A trajetória de Oscar Americano de Caldas Filho e de seus empreendimentos expressa o entrelaçamento de valores de formação, aptidões e práticas que, por décadas, contribuíram para melhorar a qualidade de vida de pessoas e comunidades em diferentes regiões de São Paulo e do país.
Seu pai, Oscar Americano de Caldas, por volta de 1897, aos 21 anos de idade, montou uma empresa e começou a trabalhar com demolição, calçamento de ruas e instalação de redes de água e de esgoto em São Paulo e cidades vizinhas. Atuou, ainda, em obras sob a orientação de seus dois cunhados, engenheiros bem-sucedidos e de grande prestígio: Miguel Frederico Presgrave (1869-1933) e Manoel Guimarães Carneiro (1870-1927). Para além das atividades públicas que exerciam e das empresas que comandavam, ambos eram consultores e fiscais de obras da célebre Companhia City, a City Improvements & Company, que, nas primeiras décadas do século 20, foi responsável pela projeção e urbanização de vários bairros na capital do estado. Assim, em 1899, Oscar Americano de Caldas tornou-se assistente dos engenheiros-chefes da Companhia City nas obras de renovação das represas de Cubatão, que abasteciam a cidade de Santos.

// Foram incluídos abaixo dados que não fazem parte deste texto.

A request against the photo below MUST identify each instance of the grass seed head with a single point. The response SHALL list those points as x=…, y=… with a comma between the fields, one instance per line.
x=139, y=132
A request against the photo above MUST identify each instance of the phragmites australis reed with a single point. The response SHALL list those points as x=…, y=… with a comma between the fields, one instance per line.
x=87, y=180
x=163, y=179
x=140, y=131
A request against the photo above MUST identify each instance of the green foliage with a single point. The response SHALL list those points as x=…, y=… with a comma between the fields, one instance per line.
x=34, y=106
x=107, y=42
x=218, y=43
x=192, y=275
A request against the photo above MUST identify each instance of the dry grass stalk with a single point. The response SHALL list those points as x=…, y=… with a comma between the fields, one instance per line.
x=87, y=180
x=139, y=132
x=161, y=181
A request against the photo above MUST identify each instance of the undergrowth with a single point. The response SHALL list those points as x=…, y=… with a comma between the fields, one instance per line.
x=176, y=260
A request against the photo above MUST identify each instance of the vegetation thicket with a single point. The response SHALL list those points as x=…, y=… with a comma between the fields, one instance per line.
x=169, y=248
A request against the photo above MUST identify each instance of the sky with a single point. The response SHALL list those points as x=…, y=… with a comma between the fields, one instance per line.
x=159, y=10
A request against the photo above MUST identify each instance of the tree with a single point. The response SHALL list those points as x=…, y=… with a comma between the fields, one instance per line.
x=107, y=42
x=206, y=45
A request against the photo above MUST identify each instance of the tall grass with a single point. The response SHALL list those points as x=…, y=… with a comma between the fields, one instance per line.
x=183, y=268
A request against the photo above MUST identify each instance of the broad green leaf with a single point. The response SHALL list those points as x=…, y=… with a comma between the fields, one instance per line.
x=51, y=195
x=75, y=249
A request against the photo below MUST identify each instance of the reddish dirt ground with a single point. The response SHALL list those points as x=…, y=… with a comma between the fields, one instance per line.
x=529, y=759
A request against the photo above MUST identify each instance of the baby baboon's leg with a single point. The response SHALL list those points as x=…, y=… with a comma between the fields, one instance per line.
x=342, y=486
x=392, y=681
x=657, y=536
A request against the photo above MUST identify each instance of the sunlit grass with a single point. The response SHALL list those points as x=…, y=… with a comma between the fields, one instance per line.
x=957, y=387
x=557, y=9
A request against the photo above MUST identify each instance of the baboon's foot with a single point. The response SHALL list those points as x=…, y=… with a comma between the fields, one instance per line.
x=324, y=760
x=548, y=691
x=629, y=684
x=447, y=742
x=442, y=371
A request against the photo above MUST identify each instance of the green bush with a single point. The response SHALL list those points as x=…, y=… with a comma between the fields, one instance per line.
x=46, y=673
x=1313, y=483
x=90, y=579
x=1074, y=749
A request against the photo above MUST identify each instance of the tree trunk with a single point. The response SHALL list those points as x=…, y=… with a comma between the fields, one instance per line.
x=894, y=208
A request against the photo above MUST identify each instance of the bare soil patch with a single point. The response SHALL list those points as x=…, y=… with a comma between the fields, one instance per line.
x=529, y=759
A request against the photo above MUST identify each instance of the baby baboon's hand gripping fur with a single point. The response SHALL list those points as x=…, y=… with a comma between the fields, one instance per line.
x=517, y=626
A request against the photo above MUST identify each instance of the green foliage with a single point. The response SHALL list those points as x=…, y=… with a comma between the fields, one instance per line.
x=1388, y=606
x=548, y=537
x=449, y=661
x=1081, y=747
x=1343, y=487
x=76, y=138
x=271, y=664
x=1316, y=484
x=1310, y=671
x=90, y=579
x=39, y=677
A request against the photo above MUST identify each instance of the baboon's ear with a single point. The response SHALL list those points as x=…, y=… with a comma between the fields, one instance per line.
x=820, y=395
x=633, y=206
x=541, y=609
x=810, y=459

Décadas depois, a dinâmica do desenvolvimento começava a redesenhar a cidade. Apesar do cenário econômico abalado pela Grande Depressão, decorrente da quebra da Bolsa de Nova Iorque em 1929, e do panorama politico brasileiro, que atravessava o conturbado ano de 1930, São Paulo já́ apresentava o potencial do parque industrial que, em pouco tempo, viria a ser o mais importante do país. A própria expansão, no entanto, acentuava algumas imperiosas carências. No campo da saúde pública, por exemplo, tornava-se evidente a falta de instalações apropriadas para o tratamento de doenças infectocontagiosas. Um dos primeiros estabelecimentos a surgir com essa finalidade foi o Sanatório Miguel Pereira, conhecido como Hospital do Mandaqui, na zona Norte de São Paulo, em 1938. O Mandaqui prestou assistência médica pioneira aos tuberculosos em São Paulo, contribuindo decisivamente para as políticas públicas de saúde na cidade.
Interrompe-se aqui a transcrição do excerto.